The number of nodes in the mesh.

Returns:

out – Number of nodes

Return type:

int

plot_grid()

Plot the mesh grid lines.

Parameters:

xAxis (str) – If xAxis is ‘x’, the horizontal axis uses self.x If xAxis is ‘y’, the horizontal axis uses self.y If xAxis is ‘r’, the horizontal axis uses sqrt(self.x^2 + self.y^2)

pyvista_mesh(**kwargs)

Creates a pyvista plotting object linked to VTK.

Use mesh.plot(show_edges=True, show_grid=True) to plot the mesh.

ravelIndices(indices, order='C')

Return a global index into a 1D array given the two cell indices in x and z.

Parameters:

indices (array_like) – A tuple of integer arrays, one array for each dimension.

Returns:

out – Global index.

Return type:

int

property shape

The dimensions of the mesh

Returns:

out – Array of integers

Return type:

array_like

property summary

Display a summary of the 3D Point Cloud

unravelIndex(index, order='C')

Return local indices given a global one.

Parameters:

indices (array_like) – An integer array whose elements are indices into the flattened version of an array.

Returns:

unraveled_coords – Each array in the tuple has the same shape as the self.shape.

Return type:

tuple of ndarray

writeHdf(parent, name, withPosterior=True, index=None)
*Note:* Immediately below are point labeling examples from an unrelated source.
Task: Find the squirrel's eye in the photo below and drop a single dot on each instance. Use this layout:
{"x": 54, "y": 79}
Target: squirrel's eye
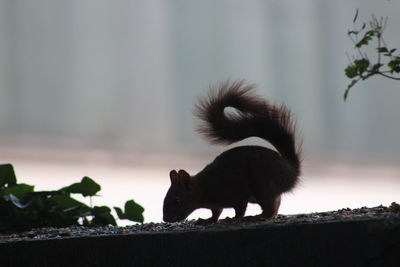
{"x": 177, "y": 201}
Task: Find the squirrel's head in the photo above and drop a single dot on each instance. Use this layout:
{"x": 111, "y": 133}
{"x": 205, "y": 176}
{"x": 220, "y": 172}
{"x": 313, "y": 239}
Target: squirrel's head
{"x": 179, "y": 202}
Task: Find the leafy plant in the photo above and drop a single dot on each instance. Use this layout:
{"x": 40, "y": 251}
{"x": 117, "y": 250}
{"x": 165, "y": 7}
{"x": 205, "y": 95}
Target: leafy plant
{"x": 23, "y": 208}
{"x": 361, "y": 67}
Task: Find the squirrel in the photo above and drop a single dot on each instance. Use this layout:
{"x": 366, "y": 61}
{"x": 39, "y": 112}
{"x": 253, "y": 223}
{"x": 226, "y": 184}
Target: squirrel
{"x": 242, "y": 174}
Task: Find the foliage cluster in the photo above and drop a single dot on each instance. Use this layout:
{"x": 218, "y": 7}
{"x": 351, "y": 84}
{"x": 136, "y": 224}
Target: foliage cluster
{"x": 22, "y": 208}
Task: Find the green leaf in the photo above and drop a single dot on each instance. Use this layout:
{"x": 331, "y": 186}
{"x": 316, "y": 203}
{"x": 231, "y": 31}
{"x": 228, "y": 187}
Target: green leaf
{"x": 87, "y": 187}
{"x": 351, "y": 71}
{"x": 102, "y": 216}
{"x": 7, "y": 175}
{"x": 66, "y": 202}
{"x": 19, "y": 190}
{"x": 361, "y": 65}
{"x": 133, "y": 212}
{"x": 365, "y": 40}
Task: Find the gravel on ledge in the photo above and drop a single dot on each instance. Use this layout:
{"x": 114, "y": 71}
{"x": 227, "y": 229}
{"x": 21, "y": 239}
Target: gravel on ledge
{"x": 391, "y": 213}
Write the StatArray to an HDF object parent: Upper hdf file or group myName: object hdf name. Assumes createHdf has already been called create: optionally create the data set as well before writing

xRange()

Get the range of x

Returns:

out – The range of x

Return type:

numpy.float64

property x_centres

Creates an array suitable for plt.pcolormesh for the abscissa.

Parameters:

xAxis (str) – If xAxis is ‘x’, the horizontal xAxis uses self.x If xAxis is ‘y’, the horizontal xAxis uses self.y If xAxis is ‘r’, the horizontal xAxis uses cumulative distance along the line.

property x_edges

Creates an array suitable for plt.pcolormesh for the ordinate

property y_centres

Creates an array suitable for plt.pcolormesh for the abscissa.

Parameters:

xAxis (str) – If xAxis is ‘x’, the horizontal xAxis uses self.x If xAxis is ‘y’, the horizontal xAxis uses self.y If xAxis is ‘r’, the horizontal xAxis uses cumulative distance along the line.

property y_edges

Creates an array suitable for plt.pcolormesh for the ordinate

zRange()

Get the range of z

Returns:

out – The range of z

Return type:

numpy.float64